Of all the hundreds of square miles of her Atlantic crossing, this section of ocean demanded his most careful attention. Winter and spring brought huge fields of floating ice, sometimes stretching the entire length of the Canadian coastline, icebergs so huge their progress could not be hurried even by the forces of wind and current combined. Davis looked at the charts laid neatly on the slightly angled chart table. An overhead light shone down on the charts and maps displayed there.
After studying them for a while, he moved forward and stopped beside the binnacle with its soft light illuminating the compass within. He seemed to be calculating the ship’s course as it rolled and yawed from starboard to port. Davis ignored the motion, having acquired a permanent set of sea legs long since. He walked back to the chart table, bent over it for a moment, and then stood erect.
“Gentlemen,” he began, “we are nearing the spot where the sister of this very ship went down so long ago.” He paused and spoke again, softer this time. “The Titanic.” He had everyone’s attention. All but the helmsman, who stared out through the black windows, looked his way.
D
avis straightened his tie. “Strange sort of events, that. You all know the story, of course. However, all of you don’t know the role this ship played on that night. You are aware that it was a stark calm night. Not much like this one, eh, Number One?”
The first mate nodded toward his captain. “Hardly, sir.”

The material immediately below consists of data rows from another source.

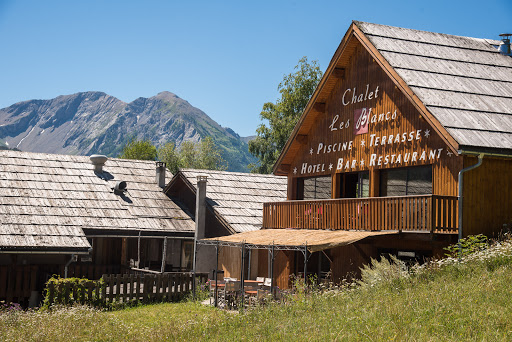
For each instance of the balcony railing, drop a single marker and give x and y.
(425, 213)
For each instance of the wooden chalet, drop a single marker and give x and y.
(404, 145)
(60, 214)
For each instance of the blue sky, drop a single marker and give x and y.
(224, 57)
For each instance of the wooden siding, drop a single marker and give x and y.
(487, 196)
(229, 261)
(283, 265)
(364, 73)
(428, 213)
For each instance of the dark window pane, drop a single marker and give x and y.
(406, 181)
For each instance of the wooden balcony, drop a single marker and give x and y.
(424, 213)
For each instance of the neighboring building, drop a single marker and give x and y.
(53, 207)
(234, 204)
(373, 163)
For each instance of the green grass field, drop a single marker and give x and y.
(447, 301)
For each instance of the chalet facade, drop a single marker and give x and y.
(62, 215)
(404, 145)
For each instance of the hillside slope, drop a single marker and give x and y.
(95, 122)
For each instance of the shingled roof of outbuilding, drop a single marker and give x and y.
(464, 82)
(462, 86)
(237, 198)
(47, 201)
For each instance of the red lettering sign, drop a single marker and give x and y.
(361, 118)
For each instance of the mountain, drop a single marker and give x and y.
(94, 122)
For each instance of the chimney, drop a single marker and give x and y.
(160, 174)
(505, 44)
(98, 161)
(200, 207)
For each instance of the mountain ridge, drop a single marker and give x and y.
(92, 122)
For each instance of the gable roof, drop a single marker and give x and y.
(237, 198)
(51, 201)
(462, 86)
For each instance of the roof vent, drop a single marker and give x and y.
(98, 161)
(505, 44)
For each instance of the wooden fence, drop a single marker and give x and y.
(125, 288)
(429, 213)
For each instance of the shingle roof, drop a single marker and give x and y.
(47, 200)
(464, 82)
(238, 197)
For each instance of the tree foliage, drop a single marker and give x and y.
(202, 155)
(138, 149)
(295, 89)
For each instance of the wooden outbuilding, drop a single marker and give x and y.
(407, 138)
(62, 215)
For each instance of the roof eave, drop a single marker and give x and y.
(332, 64)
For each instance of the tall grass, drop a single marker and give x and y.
(446, 300)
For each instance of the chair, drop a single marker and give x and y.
(231, 293)
(220, 291)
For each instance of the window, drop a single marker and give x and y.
(317, 188)
(406, 181)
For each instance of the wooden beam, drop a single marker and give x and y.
(285, 167)
(319, 107)
(338, 73)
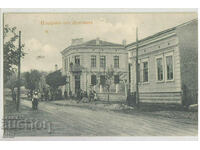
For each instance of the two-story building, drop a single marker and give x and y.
(168, 65)
(85, 65)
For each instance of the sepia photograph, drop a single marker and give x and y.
(100, 74)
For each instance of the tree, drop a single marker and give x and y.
(12, 82)
(54, 80)
(10, 51)
(31, 80)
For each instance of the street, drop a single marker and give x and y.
(75, 121)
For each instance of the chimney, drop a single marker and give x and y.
(56, 67)
(124, 43)
(77, 41)
(97, 41)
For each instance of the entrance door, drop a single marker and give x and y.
(77, 83)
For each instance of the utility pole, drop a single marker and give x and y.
(136, 66)
(19, 67)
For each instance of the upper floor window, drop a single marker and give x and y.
(145, 72)
(139, 72)
(77, 60)
(169, 67)
(93, 61)
(103, 61)
(116, 61)
(159, 64)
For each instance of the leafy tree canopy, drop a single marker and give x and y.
(11, 51)
(55, 79)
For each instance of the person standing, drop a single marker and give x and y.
(35, 101)
(14, 96)
(65, 94)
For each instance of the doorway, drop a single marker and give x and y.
(77, 83)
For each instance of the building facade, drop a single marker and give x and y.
(168, 65)
(85, 64)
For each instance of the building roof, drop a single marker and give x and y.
(101, 43)
(162, 32)
(92, 43)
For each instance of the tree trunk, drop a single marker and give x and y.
(108, 94)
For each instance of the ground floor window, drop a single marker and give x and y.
(159, 64)
(93, 80)
(102, 79)
(145, 71)
(116, 79)
(169, 67)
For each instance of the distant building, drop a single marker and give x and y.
(168, 65)
(85, 64)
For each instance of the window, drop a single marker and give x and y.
(116, 79)
(103, 61)
(145, 71)
(93, 61)
(139, 70)
(116, 61)
(159, 64)
(102, 79)
(66, 64)
(77, 60)
(93, 80)
(169, 67)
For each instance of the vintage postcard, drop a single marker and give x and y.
(99, 74)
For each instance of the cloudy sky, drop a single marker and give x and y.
(46, 35)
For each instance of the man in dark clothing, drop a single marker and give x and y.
(14, 96)
(65, 94)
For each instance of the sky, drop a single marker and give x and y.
(45, 35)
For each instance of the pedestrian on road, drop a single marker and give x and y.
(65, 95)
(14, 96)
(35, 101)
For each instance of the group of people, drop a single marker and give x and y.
(80, 95)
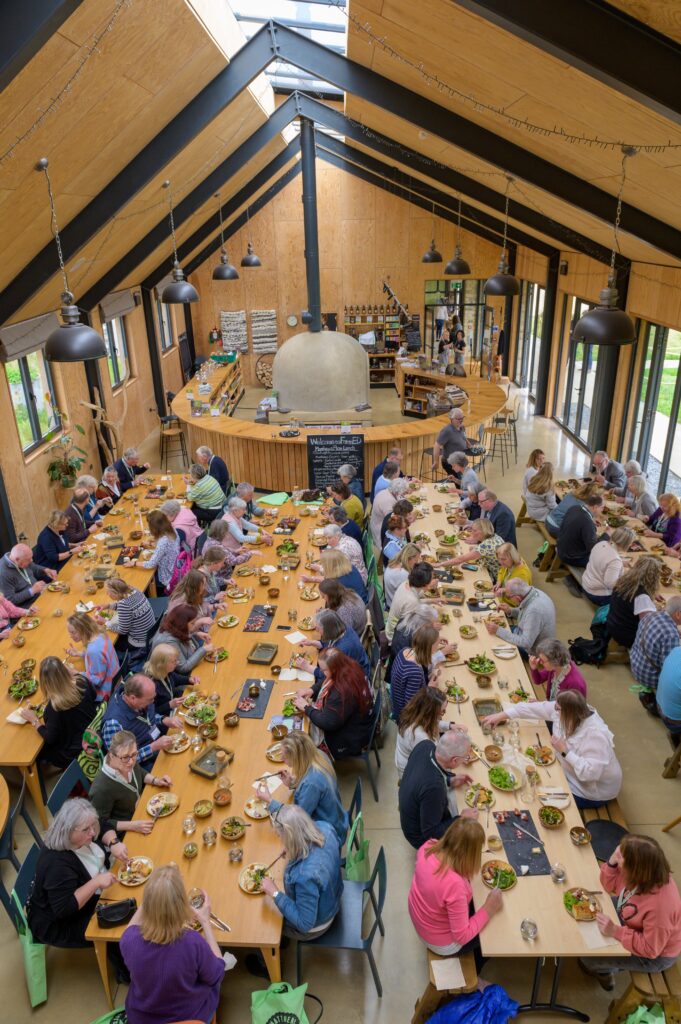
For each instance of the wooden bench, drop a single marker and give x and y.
(664, 987)
(432, 996)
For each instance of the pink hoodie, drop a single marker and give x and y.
(651, 921)
(438, 903)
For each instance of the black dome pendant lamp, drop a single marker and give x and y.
(179, 290)
(606, 324)
(458, 266)
(224, 270)
(503, 283)
(72, 341)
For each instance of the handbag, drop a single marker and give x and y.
(282, 1003)
(34, 956)
(118, 912)
(357, 861)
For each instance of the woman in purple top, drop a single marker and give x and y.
(175, 973)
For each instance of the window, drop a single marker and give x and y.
(165, 326)
(117, 351)
(33, 398)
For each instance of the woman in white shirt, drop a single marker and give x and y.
(605, 565)
(583, 740)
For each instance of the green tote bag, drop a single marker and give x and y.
(357, 861)
(281, 1004)
(34, 957)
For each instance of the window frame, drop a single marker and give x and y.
(39, 437)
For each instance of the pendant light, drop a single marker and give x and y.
(224, 270)
(458, 265)
(432, 255)
(503, 283)
(179, 290)
(72, 341)
(606, 324)
(250, 259)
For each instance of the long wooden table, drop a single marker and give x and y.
(534, 896)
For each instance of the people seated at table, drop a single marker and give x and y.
(174, 971)
(638, 878)
(78, 527)
(166, 551)
(22, 579)
(499, 515)
(665, 523)
(309, 774)
(183, 521)
(161, 669)
(331, 631)
(607, 472)
(657, 634)
(117, 787)
(132, 620)
(394, 455)
(421, 718)
(397, 570)
(110, 485)
(540, 495)
(340, 709)
(71, 875)
(69, 710)
(131, 708)
(578, 531)
(535, 616)
(582, 739)
(345, 603)
(181, 627)
(605, 564)
(337, 540)
(633, 597)
(441, 894)
(214, 466)
(427, 802)
(128, 469)
(99, 657)
(552, 668)
(534, 464)
(205, 493)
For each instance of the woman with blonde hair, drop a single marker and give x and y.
(441, 891)
(311, 777)
(175, 973)
(69, 711)
(99, 654)
(540, 496)
(633, 597)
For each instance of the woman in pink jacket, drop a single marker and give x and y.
(648, 907)
(440, 893)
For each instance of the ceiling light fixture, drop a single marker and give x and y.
(503, 283)
(71, 341)
(179, 290)
(606, 324)
(224, 270)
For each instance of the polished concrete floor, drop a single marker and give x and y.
(343, 980)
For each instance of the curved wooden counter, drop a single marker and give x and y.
(255, 452)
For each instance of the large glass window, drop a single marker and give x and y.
(33, 398)
(117, 351)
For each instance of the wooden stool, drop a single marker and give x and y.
(664, 987)
(431, 998)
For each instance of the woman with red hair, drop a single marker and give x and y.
(339, 707)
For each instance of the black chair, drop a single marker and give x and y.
(346, 931)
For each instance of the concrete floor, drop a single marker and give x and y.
(342, 980)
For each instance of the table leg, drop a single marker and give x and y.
(272, 961)
(552, 1007)
(33, 784)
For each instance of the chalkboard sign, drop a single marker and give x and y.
(326, 453)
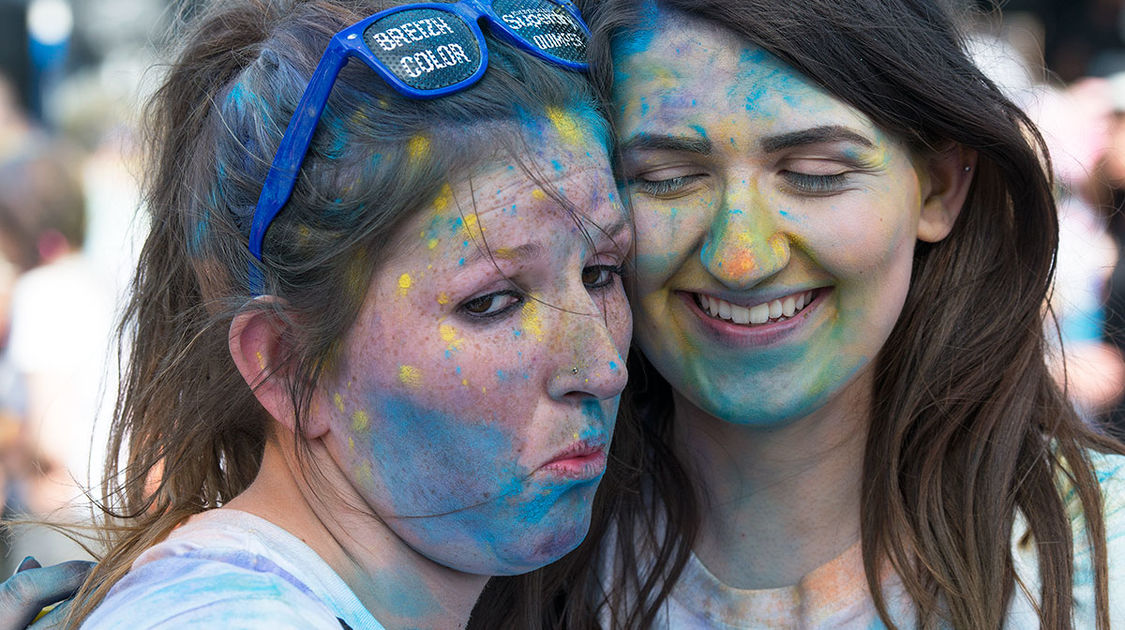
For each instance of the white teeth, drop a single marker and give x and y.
(757, 314)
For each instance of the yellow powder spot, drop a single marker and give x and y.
(473, 230)
(410, 376)
(359, 421)
(565, 124)
(780, 246)
(444, 198)
(449, 335)
(532, 323)
(417, 149)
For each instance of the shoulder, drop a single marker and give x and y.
(217, 591)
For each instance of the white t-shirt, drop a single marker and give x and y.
(231, 569)
(836, 595)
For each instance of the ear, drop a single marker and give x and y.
(258, 348)
(946, 178)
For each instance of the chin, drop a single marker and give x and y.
(540, 548)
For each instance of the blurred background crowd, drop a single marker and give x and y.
(73, 74)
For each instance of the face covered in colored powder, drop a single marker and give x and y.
(476, 394)
(775, 224)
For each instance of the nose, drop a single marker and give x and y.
(743, 245)
(590, 365)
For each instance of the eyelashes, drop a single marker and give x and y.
(800, 182)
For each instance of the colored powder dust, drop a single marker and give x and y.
(410, 376)
(444, 198)
(566, 126)
(531, 321)
(417, 149)
(359, 421)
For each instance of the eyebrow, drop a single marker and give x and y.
(815, 135)
(536, 250)
(483, 250)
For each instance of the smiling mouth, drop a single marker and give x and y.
(757, 315)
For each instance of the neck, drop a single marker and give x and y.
(777, 502)
(401, 587)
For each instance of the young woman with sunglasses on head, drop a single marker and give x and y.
(372, 374)
(845, 235)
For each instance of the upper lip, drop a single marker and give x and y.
(578, 449)
(752, 299)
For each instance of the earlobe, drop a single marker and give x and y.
(257, 345)
(947, 178)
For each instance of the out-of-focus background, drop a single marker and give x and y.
(73, 74)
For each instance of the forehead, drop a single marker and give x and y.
(542, 171)
(690, 70)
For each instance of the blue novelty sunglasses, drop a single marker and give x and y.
(423, 51)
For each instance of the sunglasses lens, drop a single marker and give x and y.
(546, 26)
(426, 48)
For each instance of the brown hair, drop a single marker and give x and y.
(188, 433)
(966, 424)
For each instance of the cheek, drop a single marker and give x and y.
(667, 234)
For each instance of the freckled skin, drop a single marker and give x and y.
(744, 225)
(457, 413)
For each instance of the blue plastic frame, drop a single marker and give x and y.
(348, 44)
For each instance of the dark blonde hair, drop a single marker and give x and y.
(188, 433)
(966, 424)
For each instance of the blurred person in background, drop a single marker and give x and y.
(61, 315)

Davis addressed the bridge again. “From this very bridge a message was sent to the wireless officer on board the Titanic warning her of icebergs!” He swallowed hard. “She ignored the message.” Davis seemed to want to say something else.
Walking forward to the windows, he stretched out his arms for balance. Standing against the ledge beneath the water-streaked window, he looked out at the storm-tossed seas and said no more.
As much as winter and spring brought constant ice dangers from the north, the Grand Banks were respected and feared for other shipping extremes. Two of the world’s greatest ocean currents pour over their domain. The frigid Labrador Current collides with the warmth of the Gulf Stream here. The north current sustains the richest fishing grounds on earth. It also has the distinction of hosting the densest fog banks on the planet. The tropical stream from the Gulf of Mexico separates into two: one carries its water northwest to Europe, and the other southwest, all the way to the west coast of Africa. This warm water is also the spawning ground for hurricanes.
The morning watch had just begun with its crew shift. Davis gave detailed course instructions to the new wheelman and turned to leave the bridge.
“Pardon me, Captain, sir. I—I thought I saw something, sir,” said the new helmsman.
“Where away?” asked Davis.
“Just—just off the port bow, sir. I was sure, sir. Though I don’t see it now.” The man was nervous.